Walking Pasto, Colombia

Walking Pasto, Colombia

Many of us came from other places. But how often do we return? For forty years my husband and I had planned to someday, somehow return to Pasto, Colombia, a place we once called home. The city is so far off the North American travel radar that I wondered if we, having known and loved this place years ago, could find our way back.

It is possible to go. There are paved roads passing through. Airlines fly to a near-by airport. But I remember the isolation, the unpredictable roads and the difficulty of getting there. I remember the Trans-America Highway, which runs past the town, being closed twice a day for the parade of cows going to and coming back from the grassy pastures along the sides of the Galeras Volcano. I remember a very small city with a Colonial-style town center and unpaved streets running up toward the hills that circle the town.

Could we tolerate the travel that it takes to get back to our old home? The roads can be dangerous. I had ventured out many times by bus and remembered well the steep drop-offs and the hair-pin turns. Though I never experienced anything of the sort, travelers are now advised against nighttime journeys in this region because of robberies and kidnappings.

It was time to find out how far we were from our younger selves, who had reveled in this place so long ago. Pasto, Colombia.

We hire a taxi at the airport. Many of the turns in the road on the long ride to town are familiar. The most significant, just before we get into town, appears ahead and I feel like I am 24 years old again. I know this spot.

But then we take the turn, and a huge city reveals multi-storied, cemented, squared-off apartment complexes littering the hillsides. Suddenly I am lost, and I wonder how on earth things have changed this much. I have been gone a long time.

The taxi leaves us off in the historic center. This part of Pasto, I know. I heave my rolling suitcase over the familiar cobbled roadway and walk up to our residencia. The colonial façade is exactly the style I remember, sitting along a street that is exactly the same as I walked forty years before. I push open the double wooden door and am welcomed into an interior courtyard. We leave off our travel gear and head to the streets.

The annual Blacks and Whites Carnival (Carnaval de Negros y Blancos) is taking place all around us. I walk the streets with hundreds of other Pastusos and am enveloped with a sudsing of white foam. Yesterday, black oil paint would have been streaked onto my face by the fingers of gleeful strangers. Today, la cumbia – the music of Colombia – blasts from boom boxes and everyone – EVERYONE – holds spray containers of white foam, randomly dousing each other with the wet white powder. No one gets angry at this overly-intrusive act of joyful aggression. I walk among the crowd and begin to relive my past.

Down the street, we see a familiar corner, and head that direction. I walk up to the super-market where we shopped. Not the central park monument or the large colonial buildings surrounding the main square, but the place where I bought bread draws my attention. It has the same concrete steps, the same railing, the same street sign. But the store has a different name: ‘Sarin’s‘, is now ‘Exito‘.
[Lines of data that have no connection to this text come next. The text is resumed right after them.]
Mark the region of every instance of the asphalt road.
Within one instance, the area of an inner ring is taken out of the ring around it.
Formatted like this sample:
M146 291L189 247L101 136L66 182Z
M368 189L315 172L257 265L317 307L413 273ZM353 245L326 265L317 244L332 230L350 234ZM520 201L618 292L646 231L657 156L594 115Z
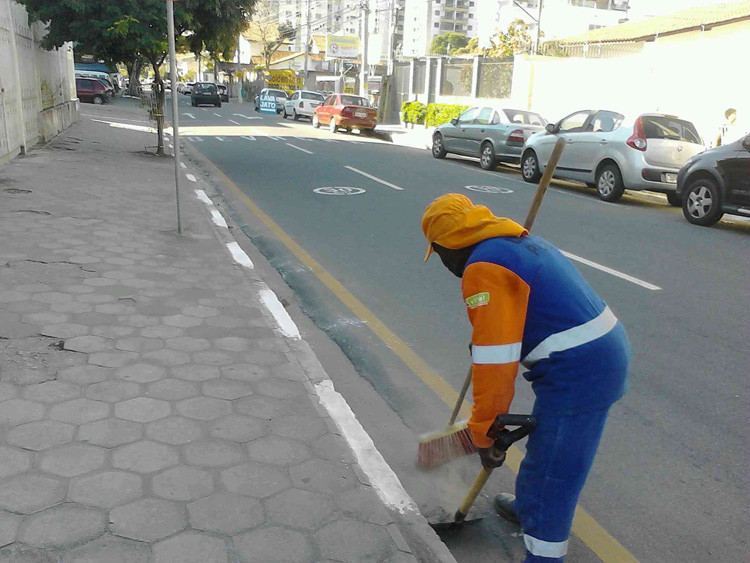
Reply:
M333 135L307 121L261 115L250 104L192 108L181 96L180 105L183 135L194 148L458 388L469 362L469 324L459 281L437 259L422 262L422 210L441 194L460 192L522 222L534 188L512 168L485 172L466 159L438 161L427 151L381 139ZM330 187L361 193L314 191ZM434 491L424 487L430 479L413 466L415 436L438 428L448 408L239 200L227 201L305 312L410 434L394 443L379 423L385 415L374 407L370 412L357 392L345 392L355 412L358 404L368 411L366 429L407 490L420 504L434 502ZM634 348L630 391L612 409L581 505L641 561L743 560L750 529L750 223L726 217L715 228L700 228L661 196L626 195L610 204L592 190L556 184L534 230L575 258L626 326ZM527 412L530 388L520 377L516 387L512 410ZM468 459L455 465L464 481L478 467ZM512 485L512 474L503 472L493 476L488 493ZM444 538L460 561L479 561L498 550L518 554L511 531L488 518ZM570 559L596 557L575 540Z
On the sidewalk, I buy bottled water from a woman who might be the daughter of the flower salesperson from forty years ago. I walk farther along the street and come to the corner where I used to turn on my way home.

Along the way, I recognize the two-story wooden building with the garage-like doors. I remember the two-toned colonial home that was on the street before my own. But as I walk to where I thought I used to live, things seem to have changed. My house isn’t where I thought it had been. I walk to the next block, but it’s not there either.

I retreat to the town center, where only the names of the stores have changed. Here, I can view the town as I remember it from the safety of the residencia‘s tiny balcony. The festival goes on in the streets below me, now with a thousand friendly revelers, and I have a momentary feeling of having found my old home.

I have five more days to find the exact house where I lived. But as I step closer to the edge of the balcony – music so loud my head pounds with the beat, the cobbled streets now completely white with the powdery wet spray – it doesn’t seem I need to feel any closer to my once hometown of Pasto.